一直到晚上8點,天色薄暮,雙方都決定停戰后撤,整理部隊。雙方傷亡都頗為慘重,超過1萬俄國和13萬普魯士士兵陣亡、負傷或失蹤,俄國的兇悍讓腓特烈帳下最鐵石心腸的老兵都感到震驚。
喬治安娜記得有一首德語歌,有個年輕的媽媽,她明明自己很想出去玩,但是她不得不留下照顧她的兒子,她一邊抱怨一邊看著搖籃里的兒子,只要他對她笑她就覺得很滿足,不再想出去玩了。

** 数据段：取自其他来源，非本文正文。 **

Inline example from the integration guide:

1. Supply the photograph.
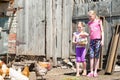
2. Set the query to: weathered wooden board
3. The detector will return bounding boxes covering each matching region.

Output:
[55,0,63,57]
[105,25,120,74]
[111,0,120,15]
[46,0,54,58]
[62,0,70,58]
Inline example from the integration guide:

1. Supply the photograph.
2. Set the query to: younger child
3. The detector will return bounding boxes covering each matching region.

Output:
[73,22,88,76]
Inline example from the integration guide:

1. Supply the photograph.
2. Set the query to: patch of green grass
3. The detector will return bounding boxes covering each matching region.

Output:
[63,77,80,80]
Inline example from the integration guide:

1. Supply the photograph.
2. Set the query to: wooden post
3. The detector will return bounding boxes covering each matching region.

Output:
[105,25,120,74]
[99,16,105,70]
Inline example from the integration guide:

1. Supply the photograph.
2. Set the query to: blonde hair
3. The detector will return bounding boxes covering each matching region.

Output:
[78,21,85,27]
[88,10,99,19]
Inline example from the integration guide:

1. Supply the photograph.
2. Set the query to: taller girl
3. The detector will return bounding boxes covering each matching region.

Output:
[87,10,104,77]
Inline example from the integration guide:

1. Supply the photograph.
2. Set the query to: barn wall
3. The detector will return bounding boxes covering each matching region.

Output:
[15,0,73,58]
[73,0,120,54]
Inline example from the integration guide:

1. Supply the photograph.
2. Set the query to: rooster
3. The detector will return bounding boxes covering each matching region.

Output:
[35,63,47,76]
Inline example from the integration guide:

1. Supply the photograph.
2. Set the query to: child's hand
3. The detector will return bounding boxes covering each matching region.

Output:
[101,40,104,46]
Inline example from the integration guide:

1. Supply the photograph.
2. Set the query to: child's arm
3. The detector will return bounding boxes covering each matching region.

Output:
[100,21,104,45]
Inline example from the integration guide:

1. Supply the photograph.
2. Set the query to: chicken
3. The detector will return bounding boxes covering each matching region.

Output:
[35,63,47,76]
[9,68,29,80]
[22,66,30,77]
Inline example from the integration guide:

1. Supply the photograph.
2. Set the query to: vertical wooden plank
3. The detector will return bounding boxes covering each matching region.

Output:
[24,0,29,54]
[16,0,25,55]
[105,25,120,74]
[52,0,57,66]
[62,0,70,58]
[46,0,54,58]
[55,0,62,57]
[69,0,74,55]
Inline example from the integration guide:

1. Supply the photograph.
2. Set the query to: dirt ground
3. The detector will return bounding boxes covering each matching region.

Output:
[40,68,120,80]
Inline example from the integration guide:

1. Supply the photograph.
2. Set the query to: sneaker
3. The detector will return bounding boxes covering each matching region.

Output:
[94,73,98,77]
[87,73,94,77]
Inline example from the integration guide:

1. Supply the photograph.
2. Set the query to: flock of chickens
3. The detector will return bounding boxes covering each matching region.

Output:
[0,60,50,80]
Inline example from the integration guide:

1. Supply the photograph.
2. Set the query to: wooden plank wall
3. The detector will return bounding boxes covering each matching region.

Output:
[73,0,120,54]
[15,0,73,59]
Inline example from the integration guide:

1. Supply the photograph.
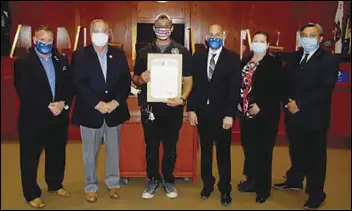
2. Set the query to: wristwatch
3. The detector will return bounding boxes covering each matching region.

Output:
[180,97,186,105]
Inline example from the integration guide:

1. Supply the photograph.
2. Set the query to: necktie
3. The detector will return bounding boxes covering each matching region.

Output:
[300,53,309,68]
[208,53,216,81]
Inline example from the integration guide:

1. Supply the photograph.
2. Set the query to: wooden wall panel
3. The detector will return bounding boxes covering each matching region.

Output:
[10,1,347,58]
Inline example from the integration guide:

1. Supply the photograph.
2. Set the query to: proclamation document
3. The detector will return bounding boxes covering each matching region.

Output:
[147,54,182,102]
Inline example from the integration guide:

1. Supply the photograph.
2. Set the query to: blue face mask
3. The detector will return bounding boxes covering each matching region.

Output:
[252,42,267,54]
[301,37,318,52]
[35,40,53,54]
[207,38,223,49]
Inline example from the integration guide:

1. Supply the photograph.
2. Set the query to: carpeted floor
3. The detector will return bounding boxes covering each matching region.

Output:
[1,143,351,210]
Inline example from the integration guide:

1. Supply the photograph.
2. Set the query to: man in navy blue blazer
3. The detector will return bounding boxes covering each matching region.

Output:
[72,19,131,202]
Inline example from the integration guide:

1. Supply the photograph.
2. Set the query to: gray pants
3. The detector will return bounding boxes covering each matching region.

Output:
[80,121,121,192]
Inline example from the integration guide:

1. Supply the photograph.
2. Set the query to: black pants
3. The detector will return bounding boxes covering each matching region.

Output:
[141,107,183,183]
[198,115,232,193]
[19,120,68,201]
[240,118,278,197]
[286,127,327,198]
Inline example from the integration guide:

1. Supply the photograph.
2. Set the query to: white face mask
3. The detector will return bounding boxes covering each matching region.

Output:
[92,32,109,47]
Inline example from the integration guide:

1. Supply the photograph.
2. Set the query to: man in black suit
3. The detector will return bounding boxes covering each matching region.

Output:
[274,23,339,209]
[72,19,131,202]
[14,26,72,208]
[133,13,193,199]
[187,24,241,206]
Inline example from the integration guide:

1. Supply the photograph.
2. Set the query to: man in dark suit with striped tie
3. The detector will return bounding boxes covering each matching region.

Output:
[274,23,339,209]
[187,24,241,206]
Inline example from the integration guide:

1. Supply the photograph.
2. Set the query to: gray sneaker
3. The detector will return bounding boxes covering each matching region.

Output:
[142,180,160,199]
[164,182,178,199]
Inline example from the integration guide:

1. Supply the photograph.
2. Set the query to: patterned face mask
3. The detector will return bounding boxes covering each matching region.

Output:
[155,28,171,40]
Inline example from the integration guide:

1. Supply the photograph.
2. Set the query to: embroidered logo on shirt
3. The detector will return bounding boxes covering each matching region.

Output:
[171,48,180,54]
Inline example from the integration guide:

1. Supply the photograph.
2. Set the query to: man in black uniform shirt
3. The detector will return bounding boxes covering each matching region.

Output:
[133,14,192,199]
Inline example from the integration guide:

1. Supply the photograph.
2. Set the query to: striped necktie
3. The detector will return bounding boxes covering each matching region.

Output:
[208,53,216,81]
[300,53,309,69]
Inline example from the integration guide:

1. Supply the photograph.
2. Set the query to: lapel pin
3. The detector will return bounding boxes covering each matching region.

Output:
[171,48,180,54]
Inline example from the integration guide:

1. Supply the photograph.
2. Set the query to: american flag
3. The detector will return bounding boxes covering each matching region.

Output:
[342,3,351,57]
[334,1,343,54]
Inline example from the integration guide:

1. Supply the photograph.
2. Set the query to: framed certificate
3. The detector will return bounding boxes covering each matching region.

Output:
[147,53,182,102]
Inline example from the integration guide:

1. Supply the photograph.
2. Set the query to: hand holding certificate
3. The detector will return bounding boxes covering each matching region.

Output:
[147,54,182,102]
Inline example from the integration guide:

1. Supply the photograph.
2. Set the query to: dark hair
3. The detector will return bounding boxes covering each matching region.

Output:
[253,31,270,42]
[34,25,53,33]
[299,23,324,36]
[154,13,172,24]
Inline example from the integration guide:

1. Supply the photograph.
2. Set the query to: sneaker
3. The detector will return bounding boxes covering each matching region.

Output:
[142,179,160,199]
[274,182,303,191]
[164,182,178,199]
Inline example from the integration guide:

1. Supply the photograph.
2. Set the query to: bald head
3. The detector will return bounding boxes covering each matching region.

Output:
[90,19,109,34]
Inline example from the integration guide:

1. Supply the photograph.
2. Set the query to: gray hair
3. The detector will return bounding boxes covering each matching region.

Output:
[299,23,324,36]
[90,19,109,33]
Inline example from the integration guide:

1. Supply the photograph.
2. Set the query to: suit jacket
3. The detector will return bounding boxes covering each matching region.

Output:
[283,48,339,130]
[72,45,131,128]
[14,48,73,130]
[241,54,283,127]
[187,48,241,119]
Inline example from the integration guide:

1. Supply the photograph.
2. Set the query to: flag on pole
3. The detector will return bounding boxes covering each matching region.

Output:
[334,1,343,54]
[295,30,301,51]
[342,5,351,57]
[1,1,12,56]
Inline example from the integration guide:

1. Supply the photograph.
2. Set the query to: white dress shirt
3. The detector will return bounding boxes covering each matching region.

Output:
[207,46,222,78]
[299,47,319,63]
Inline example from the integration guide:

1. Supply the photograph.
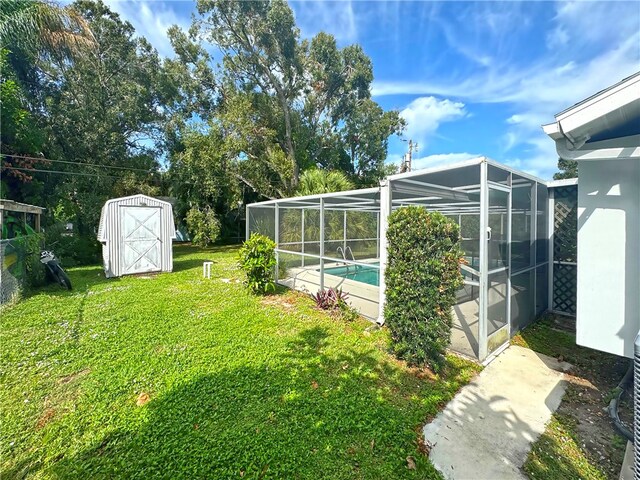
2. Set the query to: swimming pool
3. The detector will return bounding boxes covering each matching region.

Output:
[324,263,380,287]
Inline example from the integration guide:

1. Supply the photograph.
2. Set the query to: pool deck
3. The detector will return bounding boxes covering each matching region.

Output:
[279,263,490,358]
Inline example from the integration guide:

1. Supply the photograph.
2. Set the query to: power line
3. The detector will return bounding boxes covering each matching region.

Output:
[4,166,235,187]
[4,166,130,180]
[3,153,160,173]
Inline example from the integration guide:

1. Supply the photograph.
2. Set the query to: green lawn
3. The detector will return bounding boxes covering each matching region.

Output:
[0,247,477,479]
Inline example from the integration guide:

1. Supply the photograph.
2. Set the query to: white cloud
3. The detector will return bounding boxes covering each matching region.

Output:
[290,0,358,43]
[105,0,191,56]
[373,2,640,177]
[411,152,480,170]
[400,96,467,143]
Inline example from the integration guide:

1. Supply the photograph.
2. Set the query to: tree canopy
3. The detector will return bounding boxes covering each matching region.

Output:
[0,0,404,258]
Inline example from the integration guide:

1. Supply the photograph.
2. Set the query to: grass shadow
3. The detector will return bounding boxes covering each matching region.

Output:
[48,327,462,479]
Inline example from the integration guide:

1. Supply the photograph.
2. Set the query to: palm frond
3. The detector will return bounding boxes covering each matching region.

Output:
[0,0,95,57]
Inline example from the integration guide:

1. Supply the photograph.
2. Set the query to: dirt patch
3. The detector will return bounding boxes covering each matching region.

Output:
[136,392,151,407]
[58,368,90,385]
[558,362,633,479]
[36,408,56,430]
[260,295,296,310]
[514,316,633,480]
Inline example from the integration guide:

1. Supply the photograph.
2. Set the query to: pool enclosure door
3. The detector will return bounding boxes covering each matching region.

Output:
[480,183,511,358]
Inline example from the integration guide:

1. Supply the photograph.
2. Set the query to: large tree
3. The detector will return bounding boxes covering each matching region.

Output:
[197,0,304,188]
[553,158,578,180]
[185,0,404,197]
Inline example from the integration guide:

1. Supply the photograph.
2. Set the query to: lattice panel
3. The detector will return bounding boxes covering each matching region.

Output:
[553,185,578,315]
[553,185,578,262]
[553,263,578,315]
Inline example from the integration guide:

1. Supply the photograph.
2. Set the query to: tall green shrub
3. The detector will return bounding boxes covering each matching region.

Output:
[185,207,220,247]
[239,233,276,294]
[384,207,462,371]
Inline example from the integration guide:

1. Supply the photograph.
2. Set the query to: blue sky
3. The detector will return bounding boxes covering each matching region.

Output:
[106,0,640,178]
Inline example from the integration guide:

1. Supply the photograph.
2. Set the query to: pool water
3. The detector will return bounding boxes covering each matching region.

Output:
[324,265,380,287]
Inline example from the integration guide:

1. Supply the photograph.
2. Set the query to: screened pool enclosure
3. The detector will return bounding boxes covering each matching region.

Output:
[246,158,552,360]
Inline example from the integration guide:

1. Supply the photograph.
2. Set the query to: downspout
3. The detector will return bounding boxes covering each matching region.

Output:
[557,120,591,156]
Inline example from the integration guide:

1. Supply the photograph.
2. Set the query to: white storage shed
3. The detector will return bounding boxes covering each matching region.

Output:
[98,195,176,278]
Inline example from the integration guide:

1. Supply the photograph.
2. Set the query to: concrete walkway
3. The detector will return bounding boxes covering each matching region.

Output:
[424,346,570,480]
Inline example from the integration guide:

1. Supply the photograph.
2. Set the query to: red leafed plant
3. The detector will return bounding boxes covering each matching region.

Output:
[313,288,349,310]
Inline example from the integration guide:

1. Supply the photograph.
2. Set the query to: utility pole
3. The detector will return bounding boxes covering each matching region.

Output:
[400,140,418,173]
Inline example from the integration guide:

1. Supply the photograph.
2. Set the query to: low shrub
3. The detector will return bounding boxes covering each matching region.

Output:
[185,207,220,247]
[239,233,276,294]
[312,287,359,321]
[384,207,462,371]
[44,223,102,267]
[11,233,46,290]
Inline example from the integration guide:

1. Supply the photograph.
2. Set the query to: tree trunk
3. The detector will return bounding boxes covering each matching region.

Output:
[282,100,300,191]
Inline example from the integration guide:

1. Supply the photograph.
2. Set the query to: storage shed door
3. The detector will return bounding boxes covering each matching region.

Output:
[120,205,162,275]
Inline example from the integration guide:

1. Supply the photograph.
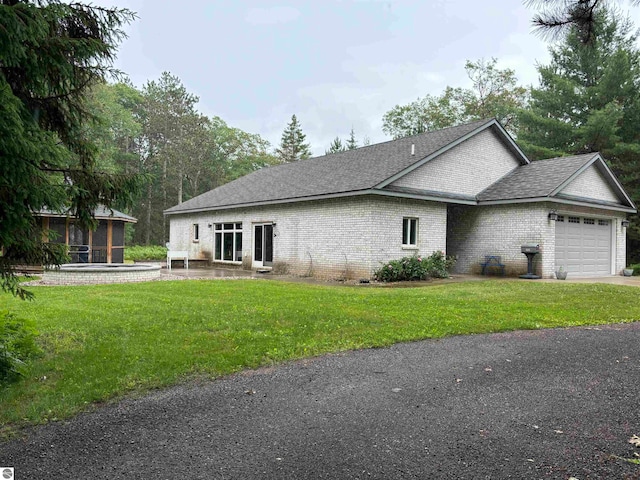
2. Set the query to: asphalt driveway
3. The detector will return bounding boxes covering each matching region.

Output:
[0,323,640,480]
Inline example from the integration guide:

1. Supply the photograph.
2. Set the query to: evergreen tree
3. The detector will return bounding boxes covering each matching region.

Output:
[276,114,311,162]
[347,127,358,150]
[0,0,138,298]
[324,137,346,155]
[518,10,640,260]
[527,0,640,44]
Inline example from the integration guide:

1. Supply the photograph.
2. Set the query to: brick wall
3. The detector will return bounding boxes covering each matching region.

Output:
[42,267,160,285]
[392,129,520,195]
[169,196,446,279]
[447,202,626,278]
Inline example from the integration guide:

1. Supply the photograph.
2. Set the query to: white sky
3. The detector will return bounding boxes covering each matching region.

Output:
[94,0,640,155]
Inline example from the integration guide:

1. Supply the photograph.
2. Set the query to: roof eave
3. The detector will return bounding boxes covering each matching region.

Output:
[163,188,477,216]
[478,197,637,213]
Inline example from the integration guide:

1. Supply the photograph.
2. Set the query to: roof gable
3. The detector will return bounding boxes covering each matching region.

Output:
[386,128,528,196]
[165,119,500,214]
[478,153,635,210]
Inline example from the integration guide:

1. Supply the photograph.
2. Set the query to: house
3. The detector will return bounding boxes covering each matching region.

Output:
[165,119,636,278]
[35,206,137,263]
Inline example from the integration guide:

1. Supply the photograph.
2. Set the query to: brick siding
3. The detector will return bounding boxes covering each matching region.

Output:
[392,129,520,195]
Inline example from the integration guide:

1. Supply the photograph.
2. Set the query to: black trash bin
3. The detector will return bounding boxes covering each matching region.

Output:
[78,245,89,263]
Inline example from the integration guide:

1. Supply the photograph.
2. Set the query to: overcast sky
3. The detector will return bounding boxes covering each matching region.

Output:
[94,0,640,155]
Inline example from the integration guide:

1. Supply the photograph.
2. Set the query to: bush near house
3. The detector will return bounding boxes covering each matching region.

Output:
[124,245,167,262]
[373,251,456,282]
[0,311,40,386]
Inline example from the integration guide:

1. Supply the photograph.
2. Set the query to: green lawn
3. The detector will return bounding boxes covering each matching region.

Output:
[0,280,640,434]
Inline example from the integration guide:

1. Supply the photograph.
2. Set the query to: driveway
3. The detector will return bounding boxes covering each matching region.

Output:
[0,323,640,480]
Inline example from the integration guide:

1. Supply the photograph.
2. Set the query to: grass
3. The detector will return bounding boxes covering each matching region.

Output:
[0,280,640,436]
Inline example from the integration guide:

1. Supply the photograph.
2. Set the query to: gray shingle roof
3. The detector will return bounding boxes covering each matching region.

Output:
[478,153,598,202]
[165,119,496,214]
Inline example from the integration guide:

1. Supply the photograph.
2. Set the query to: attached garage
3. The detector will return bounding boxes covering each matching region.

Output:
[555,215,614,277]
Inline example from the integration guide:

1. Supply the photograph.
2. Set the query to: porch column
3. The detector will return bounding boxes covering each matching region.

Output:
[107,220,113,263]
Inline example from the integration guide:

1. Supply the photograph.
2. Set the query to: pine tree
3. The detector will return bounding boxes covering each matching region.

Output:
[347,127,358,150]
[0,0,139,298]
[518,10,640,261]
[324,137,346,155]
[276,114,311,162]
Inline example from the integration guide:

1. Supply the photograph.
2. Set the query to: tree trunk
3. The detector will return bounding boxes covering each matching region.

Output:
[144,182,153,245]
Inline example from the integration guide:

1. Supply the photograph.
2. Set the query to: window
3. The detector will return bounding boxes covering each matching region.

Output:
[214,222,242,262]
[402,218,418,247]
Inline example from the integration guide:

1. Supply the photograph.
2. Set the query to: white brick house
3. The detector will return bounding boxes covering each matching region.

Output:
[165,119,636,278]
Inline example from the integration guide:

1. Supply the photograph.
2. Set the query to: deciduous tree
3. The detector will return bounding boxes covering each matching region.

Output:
[382,58,527,138]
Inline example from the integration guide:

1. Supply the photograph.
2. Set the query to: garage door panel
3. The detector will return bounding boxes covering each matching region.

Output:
[556,216,612,276]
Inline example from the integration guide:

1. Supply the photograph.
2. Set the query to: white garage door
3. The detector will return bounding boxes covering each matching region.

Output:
[556,215,612,276]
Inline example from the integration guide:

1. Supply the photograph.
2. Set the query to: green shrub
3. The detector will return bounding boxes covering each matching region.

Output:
[373,251,456,282]
[124,245,167,262]
[0,311,40,385]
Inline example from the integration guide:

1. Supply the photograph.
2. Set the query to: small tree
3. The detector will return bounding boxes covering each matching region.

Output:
[324,137,346,155]
[276,114,311,162]
[346,127,358,150]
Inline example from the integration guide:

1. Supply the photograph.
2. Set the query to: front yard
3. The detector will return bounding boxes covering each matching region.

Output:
[0,280,640,437]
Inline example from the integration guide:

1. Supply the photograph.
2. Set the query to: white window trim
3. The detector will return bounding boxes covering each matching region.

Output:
[402,217,420,250]
[212,222,244,265]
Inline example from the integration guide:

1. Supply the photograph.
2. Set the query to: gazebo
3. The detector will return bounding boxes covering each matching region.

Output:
[36,206,137,263]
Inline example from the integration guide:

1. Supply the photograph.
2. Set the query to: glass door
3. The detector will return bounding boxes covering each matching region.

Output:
[253,223,273,268]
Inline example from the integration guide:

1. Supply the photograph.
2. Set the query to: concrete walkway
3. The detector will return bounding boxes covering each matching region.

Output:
[162,267,640,287]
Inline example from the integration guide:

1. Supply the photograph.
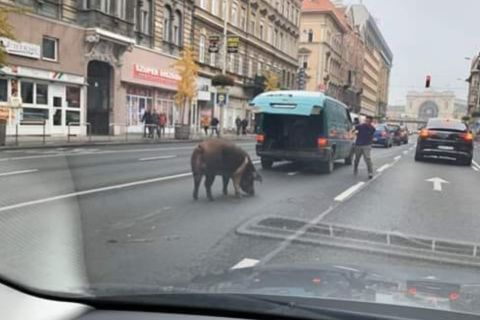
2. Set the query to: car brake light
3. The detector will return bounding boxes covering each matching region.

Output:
[407,288,417,296]
[462,132,473,141]
[448,291,460,301]
[317,138,328,147]
[420,129,430,138]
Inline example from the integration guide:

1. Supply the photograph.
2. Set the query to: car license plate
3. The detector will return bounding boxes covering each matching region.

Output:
[437,146,453,150]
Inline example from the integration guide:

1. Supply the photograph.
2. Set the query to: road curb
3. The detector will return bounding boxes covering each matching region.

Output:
[0,138,254,152]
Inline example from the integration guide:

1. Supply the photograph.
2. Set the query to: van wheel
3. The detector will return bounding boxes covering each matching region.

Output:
[261,158,273,170]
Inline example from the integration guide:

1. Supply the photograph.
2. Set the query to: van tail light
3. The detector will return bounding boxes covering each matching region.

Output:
[317,138,328,147]
[257,134,265,143]
[448,291,460,301]
[461,132,473,142]
[420,129,430,138]
[407,287,417,296]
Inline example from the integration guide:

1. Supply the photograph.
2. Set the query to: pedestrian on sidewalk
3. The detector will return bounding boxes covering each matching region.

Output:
[242,118,248,136]
[158,112,167,138]
[152,109,160,138]
[353,116,375,179]
[202,116,210,136]
[235,116,242,136]
[142,109,153,138]
[210,117,220,137]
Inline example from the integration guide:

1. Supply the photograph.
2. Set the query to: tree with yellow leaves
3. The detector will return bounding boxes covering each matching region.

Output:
[174,48,198,124]
[0,7,15,67]
[264,72,280,91]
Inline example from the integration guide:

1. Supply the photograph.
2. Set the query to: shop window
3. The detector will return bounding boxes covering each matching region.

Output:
[67,86,80,108]
[42,37,58,61]
[0,79,8,102]
[20,81,33,103]
[22,108,49,124]
[67,111,80,125]
[36,83,48,104]
[53,97,62,107]
[53,109,62,126]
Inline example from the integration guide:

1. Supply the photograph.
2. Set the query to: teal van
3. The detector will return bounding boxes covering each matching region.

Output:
[251,91,354,173]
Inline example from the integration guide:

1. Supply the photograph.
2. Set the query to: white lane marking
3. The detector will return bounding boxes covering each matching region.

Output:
[0,160,260,212]
[377,164,391,173]
[472,160,480,169]
[0,172,192,212]
[138,155,177,161]
[231,258,260,270]
[0,143,255,162]
[334,181,365,202]
[425,177,450,191]
[0,169,38,177]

她同時還記得那本拜占庭人寫的哥特史,里面有一場沙隆會戰,參戰雙方是由阿提拉率領的匈奴人和西哥特人,作者用到了恐怖、兇暴和壯麗輝煌這些詞匯,并且覺得這場仿佛來自遠古時代的肉搏戰即便是旁觀欣賞過一眼便覺得這是奇跡了,從死者傷口中流出的血如此之多,以至于使得一條低矮的小溪都開始上漲了。
也正是曹恩道夫會戰,讓一個詩人寫下了戰場頌歌。
順著殺人犯流淌的鮮血,
我小心翼翼得登上了小山。
尸橫遍野,
幸存者站了起來,
伸長脖子,仔細看,仔細搜尋。
戰場狼煙四起,
選定他作為受膏者。
可能因為她終究是個女人,她無法覺得那樣的場面“壯麗”、“神圣”,她只會站在那個年輕媽媽的立場,跟她一起哭嚎。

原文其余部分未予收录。